The initial model selected to be applied to the system is YOLOv5s (hereafter, defined as ‘basic’). Hyperparameters set up for model learning are shown in
Table 2. Epoch, Batch size, Image size, and Learning rate are set to 300, 16, 640 × 640, and 0.01. The hyperparameter value is not changed to identify the tendency of the technique used in this study, and model training is conducted by applying the basic value. Afterwards, performance analysis according to changes in hyperparameters is conducted for further model optimization. The model learning environment is presented in
Table 3.
The initial model of the system refers to a model without any technique applied. Its mAP and inference time are approximately 95.3 and 1.6 ms, respectively. We set the initial model as a performance comparison criterion for future performance-enhanced models. We aimed to improve the performance using three performance enhancement techniques (structure modification, model scaling, and lightweight design) to find the optimized model for the system. In
Section 3, learning conditions and comparative analysis of results obtained by applying three techniques are presented. Conditions for each technique are set up directly, and the reason why there are various conditions is to analyze the tendency of the technique. The hyperparameters and hardware are equally used in the learning in each case.
4.1. Case Study
To improve the performance of the YOLOv5 model, we analyzed techniques on performance improvements as model and dataset modifications. A Conv block was added to the backbone in the YOLOv5s model. The model learning was conducted for four cases as shown in
Figure S1 and performance results were comparatively analyzed.
As shown in
Figure 14, the mAP and inference time of Cases 1 and 2 are approximately 95% and 0.9 ms, those of Case 3 were approximately 95% and 1.0 ms, and those of Case 4 were approximately 93.5% and 1.1 ms, respectively. In conclusion, Cases 1 and 2 had higher mAP and faster inference times than those of Cases 3 and 4 despite having fewer number of layers. This result verifies that the performance did not increase as the model’s depth increased, which is easily known in a deep learning model.
In model scaling, various values are applied to the models to find the optimized model for the proposed system.

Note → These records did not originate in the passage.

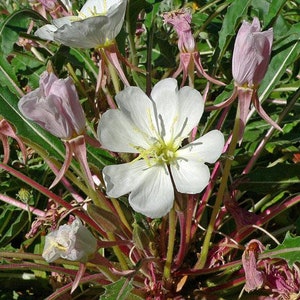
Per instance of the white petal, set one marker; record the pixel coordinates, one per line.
(154, 196)
(207, 148)
(122, 179)
(190, 107)
(165, 97)
(100, 7)
(150, 188)
(190, 176)
(136, 105)
(117, 133)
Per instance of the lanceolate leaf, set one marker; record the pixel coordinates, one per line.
(119, 290)
(13, 25)
(277, 67)
(234, 14)
(289, 250)
(37, 137)
(8, 77)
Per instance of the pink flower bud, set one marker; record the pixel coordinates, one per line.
(251, 54)
(55, 106)
(181, 21)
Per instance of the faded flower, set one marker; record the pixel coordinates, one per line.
(97, 24)
(73, 242)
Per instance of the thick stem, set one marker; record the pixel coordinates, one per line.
(204, 252)
(171, 241)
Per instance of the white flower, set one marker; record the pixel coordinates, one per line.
(154, 128)
(73, 242)
(97, 24)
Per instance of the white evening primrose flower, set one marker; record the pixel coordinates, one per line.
(73, 242)
(97, 24)
(154, 129)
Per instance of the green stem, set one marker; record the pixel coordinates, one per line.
(118, 252)
(112, 71)
(171, 241)
(121, 214)
(133, 55)
(235, 135)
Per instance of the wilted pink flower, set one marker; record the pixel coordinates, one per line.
(254, 277)
(6, 131)
(251, 54)
(55, 106)
(284, 282)
(189, 56)
(73, 242)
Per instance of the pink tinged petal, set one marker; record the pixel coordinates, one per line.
(251, 54)
(200, 69)
(190, 108)
(165, 97)
(55, 106)
(47, 112)
(190, 176)
(72, 109)
(263, 43)
(254, 278)
(6, 131)
(117, 133)
(207, 148)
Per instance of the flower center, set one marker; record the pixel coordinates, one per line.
(159, 153)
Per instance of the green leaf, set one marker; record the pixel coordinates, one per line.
(119, 290)
(28, 67)
(289, 250)
(15, 221)
(232, 19)
(272, 179)
(8, 77)
(13, 25)
(277, 68)
(135, 6)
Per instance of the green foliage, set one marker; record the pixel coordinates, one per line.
(119, 290)
(288, 250)
(13, 25)
(140, 245)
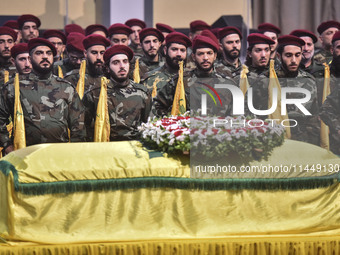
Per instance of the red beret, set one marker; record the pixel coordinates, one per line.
(327, 24)
(291, 40)
(19, 49)
(336, 37)
(119, 28)
(164, 28)
(95, 39)
(135, 22)
(35, 42)
(202, 41)
(151, 31)
(75, 42)
(54, 33)
(256, 38)
(95, 27)
(228, 31)
(198, 25)
(8, 31)
(12, 24)
(267, 27)
(177, 37)
(302, 32)
(28, 17)
(73, 28)
(118, 49)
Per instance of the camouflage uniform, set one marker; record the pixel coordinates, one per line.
(192, 81)
(330, 114)
(51, 106)
(128, 106)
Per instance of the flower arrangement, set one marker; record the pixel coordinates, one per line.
(213, 137)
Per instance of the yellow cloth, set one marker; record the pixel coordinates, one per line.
(324, 129)
(179, 103)
(274, 83)
(81, 82)
(102, 122)
(244, 85)
(136, 76)
(19, 124)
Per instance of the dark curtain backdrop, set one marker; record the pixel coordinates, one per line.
(295, 14)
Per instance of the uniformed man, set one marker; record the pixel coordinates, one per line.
(290, 75)
(326, 30)
(51, 106)
(204, 53)
(75, 54)
(151, 40)
(95, 46)
(230, 41)
(28, 26)
(58, 39)
(128, 103)
(96, 29)
(119, 34)
(21, 59)
(7, 39)
(175, 49)
(136, 25)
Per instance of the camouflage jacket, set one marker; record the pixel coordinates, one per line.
(50, 106)
(128, 105)
(224, 68)
(194, 81)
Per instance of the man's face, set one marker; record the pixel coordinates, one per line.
(327, 35)
(231, 45)
(95, 58)
(175, 53)
(272, 36)
(42, 59)
(75, 58)
(29, 31)
(119, 39)
(23, 63)
(150, 46)
(308, 48)
(119, 67)
(134, 37)
(291, 58)
(58, 44)
(260, 55)
(6, 43)
(204, 59)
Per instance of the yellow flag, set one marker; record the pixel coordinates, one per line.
(19, 125)
(136, 77)
(244, 85)
(102, 123)
(60, 72)
(274, 83)
(179, 103)
(81, 82)
(6, 76)
(324, 129)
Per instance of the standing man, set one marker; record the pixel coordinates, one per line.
(95, 46)
(128, 103)
(230, 41)
(326, 30)
(51, 106)
(7, 39)
(175, 50)
(136, 26)
(119, 34)
(29, 27)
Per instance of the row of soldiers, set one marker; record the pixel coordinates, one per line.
(55, 112)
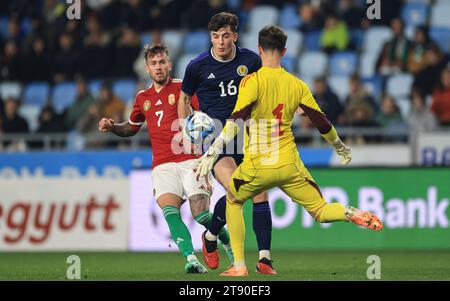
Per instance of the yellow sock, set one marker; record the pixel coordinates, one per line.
(236, 228)
(331, 212)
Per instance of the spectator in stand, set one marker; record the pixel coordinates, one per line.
(352, 14)
(10, 63)
(327, 100)
(95, 58)
(126, 51)
(83, 101)
(65, 61)
(421, 118)
(108, 105)
(335, 36)
(389, 115)
(441, 99)
(358, 100)
(427, 79)
(417, 59)
(312, 18)
(36, 66)
(394, 56)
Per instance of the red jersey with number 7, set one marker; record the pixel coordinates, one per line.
(159, 110)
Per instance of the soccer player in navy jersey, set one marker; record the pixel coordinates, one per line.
(214, 76)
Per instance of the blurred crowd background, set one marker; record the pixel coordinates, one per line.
(379, 81)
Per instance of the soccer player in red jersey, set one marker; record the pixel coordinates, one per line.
(173, 166)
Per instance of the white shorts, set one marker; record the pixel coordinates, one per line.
(180, 179)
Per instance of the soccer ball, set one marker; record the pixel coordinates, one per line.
(199, 128)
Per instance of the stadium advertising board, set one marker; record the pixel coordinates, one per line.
(413, 203)
(52, 213)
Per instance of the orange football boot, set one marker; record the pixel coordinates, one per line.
(211, 258)
(363, 218)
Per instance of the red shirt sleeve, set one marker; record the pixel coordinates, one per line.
(137, 118)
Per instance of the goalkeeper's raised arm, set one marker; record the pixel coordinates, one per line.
(326, 129)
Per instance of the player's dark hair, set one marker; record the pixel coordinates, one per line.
(223, 19)
(272, 37)
(152, 50)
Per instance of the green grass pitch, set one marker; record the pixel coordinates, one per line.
(291, 265)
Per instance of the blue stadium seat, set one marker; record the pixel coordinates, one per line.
(312, 40)
(374, 85)
(440, 15)
(196, 42)
(36, 93)
(173, 39)
(343, 63)
(367, 64)
(375, 38)
(94, 87)
(289, 63)
(250, 40)
(125, 89)
(415, 13)
(340, 86)
(4, 26)
(182, 63)
(10, 89)
(399, 85)
(441, 35)
(312, 64)
(357, 39)
(31, 114)
(261, 16)
(63, 96)
(289, 18)
(294, 42)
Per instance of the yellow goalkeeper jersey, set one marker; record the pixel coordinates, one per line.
(270, 98)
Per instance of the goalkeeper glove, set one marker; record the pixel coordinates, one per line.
(342, 150)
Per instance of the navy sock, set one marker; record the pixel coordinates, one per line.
(218, 218)
(262, 225)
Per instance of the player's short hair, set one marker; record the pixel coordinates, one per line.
(272, 37)
(223, 19)
(152, 50)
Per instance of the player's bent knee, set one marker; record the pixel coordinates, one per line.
(169, 199)
(262, 197)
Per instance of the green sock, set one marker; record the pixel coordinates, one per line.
(204, 219)
(178, 230)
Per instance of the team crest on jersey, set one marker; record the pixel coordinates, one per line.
(242, 70)
(171, 99)
(147, 105)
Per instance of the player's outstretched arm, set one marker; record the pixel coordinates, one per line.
(184, 105)
(328, 132)
(124, 129)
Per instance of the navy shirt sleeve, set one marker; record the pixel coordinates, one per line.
(191, 79)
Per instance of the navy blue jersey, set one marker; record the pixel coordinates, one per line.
(216, 82)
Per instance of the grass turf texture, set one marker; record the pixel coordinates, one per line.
(302, 265)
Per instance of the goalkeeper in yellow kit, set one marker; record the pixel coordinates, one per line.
(267, 101)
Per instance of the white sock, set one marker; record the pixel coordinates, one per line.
(209, 236)
(226, 247)
(264, 253)
(239, 264)
(192, 257)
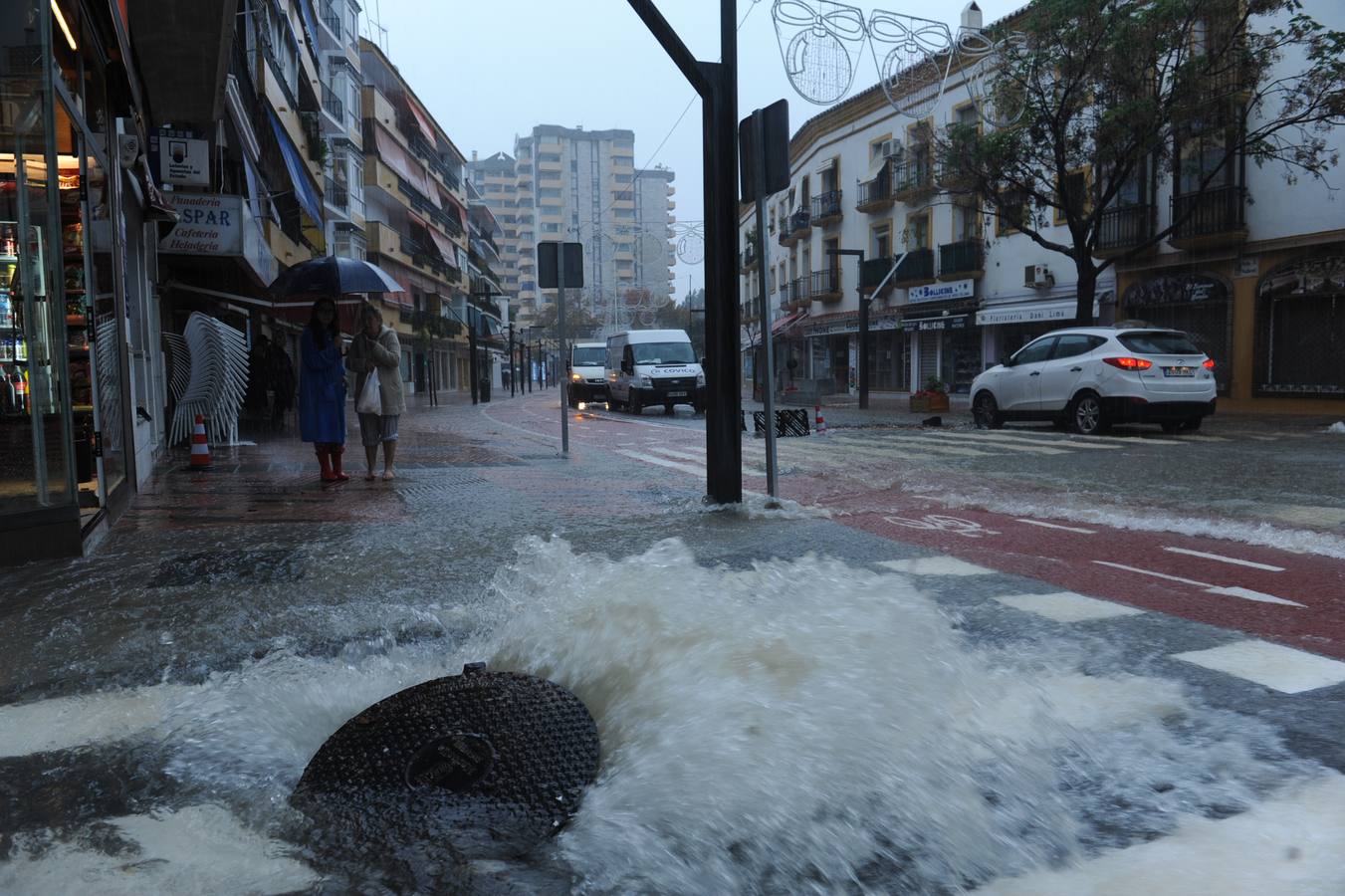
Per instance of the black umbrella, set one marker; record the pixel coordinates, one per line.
(333, 276)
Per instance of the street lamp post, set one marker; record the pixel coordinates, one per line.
(864, 324)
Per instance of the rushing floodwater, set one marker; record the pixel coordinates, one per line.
(800, 727)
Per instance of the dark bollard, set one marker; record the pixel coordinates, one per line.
(493, 762)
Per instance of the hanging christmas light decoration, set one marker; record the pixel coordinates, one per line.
(818, 46)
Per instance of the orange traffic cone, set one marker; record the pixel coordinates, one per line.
(199, 447)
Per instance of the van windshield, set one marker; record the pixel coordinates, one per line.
(589, 356)
(663, 352)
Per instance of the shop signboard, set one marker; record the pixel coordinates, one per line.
(218, 225)
(942, 291)
(182, 157)
(953, 322)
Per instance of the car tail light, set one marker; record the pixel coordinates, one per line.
(1130, 363)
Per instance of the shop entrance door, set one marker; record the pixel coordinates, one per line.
(89, 242)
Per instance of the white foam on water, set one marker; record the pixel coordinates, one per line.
(803, 726)
(195, 849)
(88, 719)
(795, 727)
(1288, 845)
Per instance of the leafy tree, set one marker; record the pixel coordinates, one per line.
(1103, 99)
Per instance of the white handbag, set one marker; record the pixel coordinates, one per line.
(370, 397)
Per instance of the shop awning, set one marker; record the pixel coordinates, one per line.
(445, 246)
(305, 190)
(391, 155)
(785, 322)
(1030, 313)
(422, 121)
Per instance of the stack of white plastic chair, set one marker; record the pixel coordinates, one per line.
(217, 382)
(179, 363)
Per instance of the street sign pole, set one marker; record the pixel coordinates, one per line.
(560, 326)
(717, 84)
(769, 390)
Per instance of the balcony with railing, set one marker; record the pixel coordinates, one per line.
(1123, 228)
(826, 284)
(916, 269)
(962, 260)
(876, 195)
(747, 259)
(334, 117)
(912, 180)
(336, 195)
(797, 294)
(1216, 217)
(826, 207)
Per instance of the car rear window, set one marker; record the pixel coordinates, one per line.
(1158, 343)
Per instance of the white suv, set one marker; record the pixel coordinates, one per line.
(1092, 377)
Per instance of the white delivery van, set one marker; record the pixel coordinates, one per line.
(652, 367)
(586, 371)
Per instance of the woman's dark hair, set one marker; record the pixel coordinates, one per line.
(325, 336)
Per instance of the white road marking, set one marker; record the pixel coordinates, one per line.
(1156, 574)
(1283, 669)
(1065, 605)
(1045, 525)
(1223, 559)
(663, 462)
(1210, 589)
(198, 849)
(1247, 593)
(941, 565)
(1072, 441)
(65, 723)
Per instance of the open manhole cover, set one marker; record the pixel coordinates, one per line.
(493, 762)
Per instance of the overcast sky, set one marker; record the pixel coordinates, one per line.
(493, 69)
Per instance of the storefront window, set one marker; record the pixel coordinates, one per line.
(34, 458)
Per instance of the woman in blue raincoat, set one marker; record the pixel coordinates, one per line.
(322, 389)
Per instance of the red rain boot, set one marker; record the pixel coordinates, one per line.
(336, 471)
(325, 462)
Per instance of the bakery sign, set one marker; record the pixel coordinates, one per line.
(218, 225)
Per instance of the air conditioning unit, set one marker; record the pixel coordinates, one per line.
(1037, 278)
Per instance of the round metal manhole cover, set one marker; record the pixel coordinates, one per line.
(493, 755)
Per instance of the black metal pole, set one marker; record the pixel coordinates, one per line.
(471, 358)
(864, 322)
(717, 84)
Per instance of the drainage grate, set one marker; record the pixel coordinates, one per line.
(253, 566)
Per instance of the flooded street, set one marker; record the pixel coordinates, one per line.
(785, 704)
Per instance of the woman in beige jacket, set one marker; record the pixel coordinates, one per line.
(375, 347)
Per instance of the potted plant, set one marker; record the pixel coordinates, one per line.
(931, 398)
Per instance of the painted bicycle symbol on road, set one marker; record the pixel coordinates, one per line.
(938, 523)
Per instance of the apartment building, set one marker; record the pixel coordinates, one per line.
(495, 183)
(581, 186)
(1255, 276)
(416, 224)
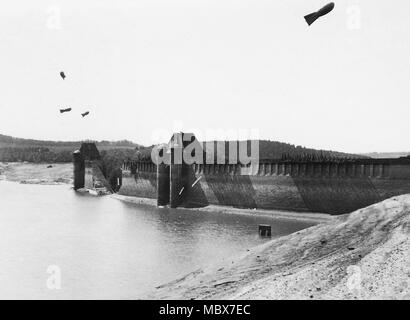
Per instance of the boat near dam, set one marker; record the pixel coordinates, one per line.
(335, 186)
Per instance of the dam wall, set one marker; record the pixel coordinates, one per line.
(333, 188)
(88, 168)
(327, 187)
(139, 179)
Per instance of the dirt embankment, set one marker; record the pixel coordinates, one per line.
(33, 173)
(362, 255)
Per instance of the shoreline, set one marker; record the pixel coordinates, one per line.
(274, 214)
(37, 173)
(361, 255)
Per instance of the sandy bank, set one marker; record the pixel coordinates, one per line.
(362, 255)
(37, 173)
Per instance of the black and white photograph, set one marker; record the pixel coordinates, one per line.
(206, 150)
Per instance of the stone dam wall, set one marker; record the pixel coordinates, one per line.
(327, 187)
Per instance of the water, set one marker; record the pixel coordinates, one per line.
(108, 249)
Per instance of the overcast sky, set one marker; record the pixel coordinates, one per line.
(143, 66)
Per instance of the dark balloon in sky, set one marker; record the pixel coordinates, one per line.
(310, 18)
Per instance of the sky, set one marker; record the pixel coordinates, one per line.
(147, 68)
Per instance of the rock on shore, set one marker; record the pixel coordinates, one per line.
(362, 255)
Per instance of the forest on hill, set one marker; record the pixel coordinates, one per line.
(115, 152)
(41, 151)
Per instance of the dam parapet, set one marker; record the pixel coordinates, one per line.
(333, 186)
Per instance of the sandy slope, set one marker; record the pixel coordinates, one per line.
(362, 255)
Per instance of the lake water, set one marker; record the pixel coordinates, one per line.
(107, 249)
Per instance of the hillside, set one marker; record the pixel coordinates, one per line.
(17, 149)
(378, 155)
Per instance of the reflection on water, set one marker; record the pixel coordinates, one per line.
(107, 249)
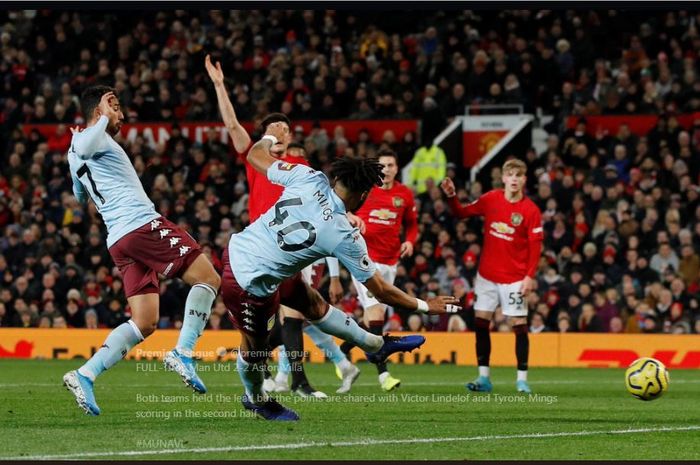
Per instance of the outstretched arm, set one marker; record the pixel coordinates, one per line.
(392, 295)
(259, 155)
(459, 210)
(239, 136)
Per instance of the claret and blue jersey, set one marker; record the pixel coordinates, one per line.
(101, 169)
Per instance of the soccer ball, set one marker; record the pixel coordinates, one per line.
(646, 378)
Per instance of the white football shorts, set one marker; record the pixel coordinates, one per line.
(388, 273)
(490, 295)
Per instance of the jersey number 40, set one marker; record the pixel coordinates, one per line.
(281, 216)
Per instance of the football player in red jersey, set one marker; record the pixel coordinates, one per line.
(263, 195)
(512, 245)
(385, 211)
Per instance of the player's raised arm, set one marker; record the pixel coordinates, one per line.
(352, 252)
(259, 154)
(239, 136)
(79, 190)
(391, 295)
(461, 211)
(86, 143)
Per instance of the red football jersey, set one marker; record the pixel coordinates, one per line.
(262, 193)
(512, 235)
(384, 212)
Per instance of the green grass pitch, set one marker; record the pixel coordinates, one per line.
(578, 414)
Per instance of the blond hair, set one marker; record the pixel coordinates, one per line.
(514, 164)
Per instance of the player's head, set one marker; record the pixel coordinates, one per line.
(354, 177)
(390, 162)
(296, 149)
(280, 148)
(90, 100)
(514, 171)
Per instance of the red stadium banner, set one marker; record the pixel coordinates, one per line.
(546, 349)
(638, 124)
(159, 133)
(481, 133)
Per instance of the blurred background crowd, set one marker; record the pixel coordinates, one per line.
(621, 211)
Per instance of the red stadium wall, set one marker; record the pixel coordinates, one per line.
(546, 349)
(156, 133)
(639, 124)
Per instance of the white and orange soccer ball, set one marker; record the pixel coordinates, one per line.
(646, 378)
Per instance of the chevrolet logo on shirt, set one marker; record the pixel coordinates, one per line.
(383, 214)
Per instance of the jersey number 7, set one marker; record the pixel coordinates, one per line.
(281, 216)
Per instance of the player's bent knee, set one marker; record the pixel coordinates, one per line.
(147, 327)
(213, 279)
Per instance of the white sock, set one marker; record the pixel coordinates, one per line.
(197, 311)
(252, 379)
(118, 343)
(344, 364)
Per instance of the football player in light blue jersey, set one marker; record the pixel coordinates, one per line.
(142, 243)
(308, 222)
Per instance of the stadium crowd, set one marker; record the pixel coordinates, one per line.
(621, 212)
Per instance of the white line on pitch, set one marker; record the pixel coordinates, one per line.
(366, 442)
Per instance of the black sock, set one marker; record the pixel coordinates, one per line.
(294, 345)
(275, 337)
(375, 327)
(483, 341)
(522, 346)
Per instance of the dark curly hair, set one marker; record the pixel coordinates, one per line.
(357, 174)
(91, 99)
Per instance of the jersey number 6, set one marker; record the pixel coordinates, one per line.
(281, 216)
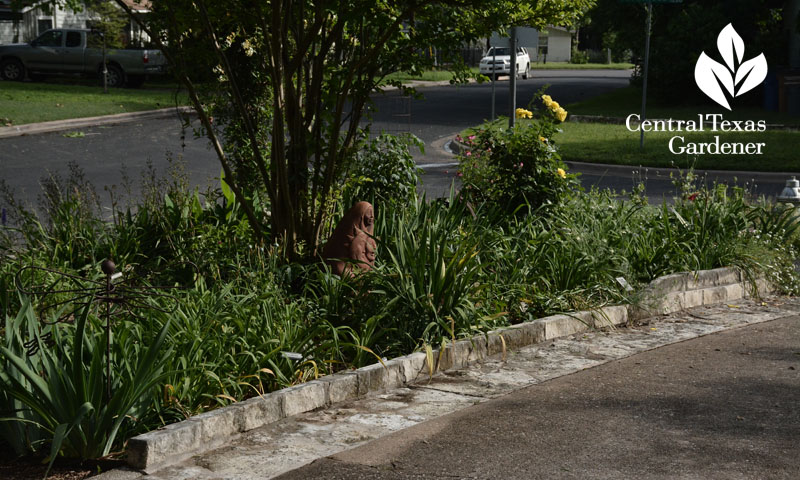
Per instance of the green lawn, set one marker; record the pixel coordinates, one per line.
(614, 144)
(22, 103)
(580, 66)
(624, 101)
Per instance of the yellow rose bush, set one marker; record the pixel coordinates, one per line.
(517, 167)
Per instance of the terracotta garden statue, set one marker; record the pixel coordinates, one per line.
(352, 239)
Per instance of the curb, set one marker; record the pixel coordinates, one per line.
(59, 125)
(157, 449)
(603, 168)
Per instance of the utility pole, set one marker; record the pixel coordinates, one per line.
(512, 84)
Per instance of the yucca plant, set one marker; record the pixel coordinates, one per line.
(62, 391)
(431, 265)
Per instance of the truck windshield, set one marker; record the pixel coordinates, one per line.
(498, 51)
(50, 38)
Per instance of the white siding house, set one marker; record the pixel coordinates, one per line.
(33, 19)
(556, 43)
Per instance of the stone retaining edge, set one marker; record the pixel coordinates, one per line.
(160, 448)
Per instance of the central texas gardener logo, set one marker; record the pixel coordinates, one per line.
(735, 77)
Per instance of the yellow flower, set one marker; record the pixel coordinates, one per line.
(522, 113)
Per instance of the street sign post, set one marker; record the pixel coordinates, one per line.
(647, 57)
(527, 37)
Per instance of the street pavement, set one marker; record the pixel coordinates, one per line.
(104, 151)
(108, 153)
(723, 406)
(709, 392)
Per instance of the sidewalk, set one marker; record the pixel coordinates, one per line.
(724, 405)
(72, 123)
(721, 406)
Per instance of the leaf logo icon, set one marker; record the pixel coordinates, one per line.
(735, 77)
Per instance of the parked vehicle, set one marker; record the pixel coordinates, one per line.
(497, 61)
(78, 51)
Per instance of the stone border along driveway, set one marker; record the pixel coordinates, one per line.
(174, 443)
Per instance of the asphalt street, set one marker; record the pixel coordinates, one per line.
(722, 406)
(108, 154)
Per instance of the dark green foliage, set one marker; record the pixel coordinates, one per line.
(517, 167)
(383, 171)
(681, 31)
(445, 269)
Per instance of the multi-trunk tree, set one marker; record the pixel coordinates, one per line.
(281, 86)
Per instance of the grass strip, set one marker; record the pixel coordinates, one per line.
(625, 101)
(440, 75)
(22, 103)
(615, 144)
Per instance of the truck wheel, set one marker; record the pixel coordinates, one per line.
(116, 78)
(12, 69)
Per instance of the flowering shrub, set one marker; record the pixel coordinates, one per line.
(519, 166)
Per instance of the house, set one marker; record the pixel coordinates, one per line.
(35, 17)
(555, 45)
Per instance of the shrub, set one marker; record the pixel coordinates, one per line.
(56, 393)
(383, 170)
(517, 167)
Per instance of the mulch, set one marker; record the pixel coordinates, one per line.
(33, 468)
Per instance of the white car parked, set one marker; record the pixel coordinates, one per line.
(501, 63)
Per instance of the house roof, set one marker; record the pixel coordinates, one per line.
(138, 5)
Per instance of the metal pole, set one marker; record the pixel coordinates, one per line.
(108, 338)
(494, 78)
(646, 65)
(512, 84)
(105, 65)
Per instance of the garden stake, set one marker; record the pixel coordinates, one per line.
(83, 292)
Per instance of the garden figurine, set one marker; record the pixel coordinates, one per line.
(352, 242)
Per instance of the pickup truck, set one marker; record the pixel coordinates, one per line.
(78, 51)
(496, 63)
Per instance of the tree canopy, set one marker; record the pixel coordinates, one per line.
(281, 86)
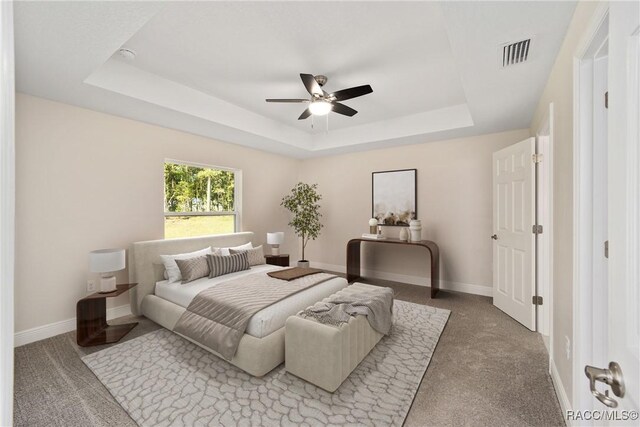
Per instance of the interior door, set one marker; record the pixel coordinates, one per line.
(624, 203)
(514, 241)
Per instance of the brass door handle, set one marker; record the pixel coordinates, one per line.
(612, 377)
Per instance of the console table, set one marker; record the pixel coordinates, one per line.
(353, 258)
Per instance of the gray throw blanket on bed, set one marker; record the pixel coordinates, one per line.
(376, 304)
(218, 317)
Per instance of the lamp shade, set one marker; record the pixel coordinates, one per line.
(106, 260)
(275, 238)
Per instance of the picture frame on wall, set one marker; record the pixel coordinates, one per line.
(394, 196)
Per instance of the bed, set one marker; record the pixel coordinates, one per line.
(261, 348)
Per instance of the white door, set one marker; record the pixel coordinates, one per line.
(514, 241)
(624, 201)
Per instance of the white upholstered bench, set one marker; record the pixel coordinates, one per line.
(325, 355)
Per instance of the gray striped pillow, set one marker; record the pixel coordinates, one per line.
(254, 255)
(193, 268)
(225, 264)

The model learning is conducted by applying seven cases of different model depths and widths, including the initial model of the system to compare the results.
Table 4 summarizes the model scaling values of model depth and width, which are applied during model learning.
Figure 15 shows the graph summarizing mAP and inference time.
When a ratio of 0.67 and 1.00 for the model depth and width, respectively, was applied, the highest mAP value of approximately 95.6% was obtained; further, when a ratio of 0.67 and 0.25 was applied, mAP was the lowest at approximately 94.6%. In 6 cases, except for the initial model, when a ratio of 1.00 and 0.25 for the model depth and width, respectively, was applied, mAP and inference time were approximately 95.3% and 1.1 ms, respectively, which is the most suitable model for the system.
To analyze the trend of model performance that is revealed through the change in pruning value and find the suitable model, 4 cases of pruning values—10%, 30%, 50%, and 70%—were analyzed.
Figure 16 shows the graph summarizing the results of the four cases. When the pruning values were 10%, 30%, 50%, and 70%, mAP values were approximately 95%, 93.5%, 90.2%, and 0.0601%, and the inference times were 1.6, 1.6, 1.7, and 1.6 ms, respectively.
In conclusion, the performance tended to decrease as the lightweight value increased. Thus, the best performance was exhibited when the lightweight technique was set to 10%, which is the most suitable model for the system.
4.2. Analysis of Case Application Results
To find a suitable model for the defect detection system, three model improvement techniques were applied and their results were comparatively analyzed except for the initial model of the system.
In the case of structure modification, when one or two Conv blocks were added to the backbone, mAP was approximately 95% and the inference time was 0.9 ms, which was found to be the most suitable model for the system. In the case of model scaling, when a ratio of model depth and width (1.00 and 0.25) was applied, mAP was approximately 95.3% and the inference time was 1.1 ms, which was found to be the most suitable model. Finally, in the case of the lightweight technique, when 10% of the pruning value was applied, mAP was approximately 95% and the inference time was 1.6 ms, which was found to be the most suitable model for the system.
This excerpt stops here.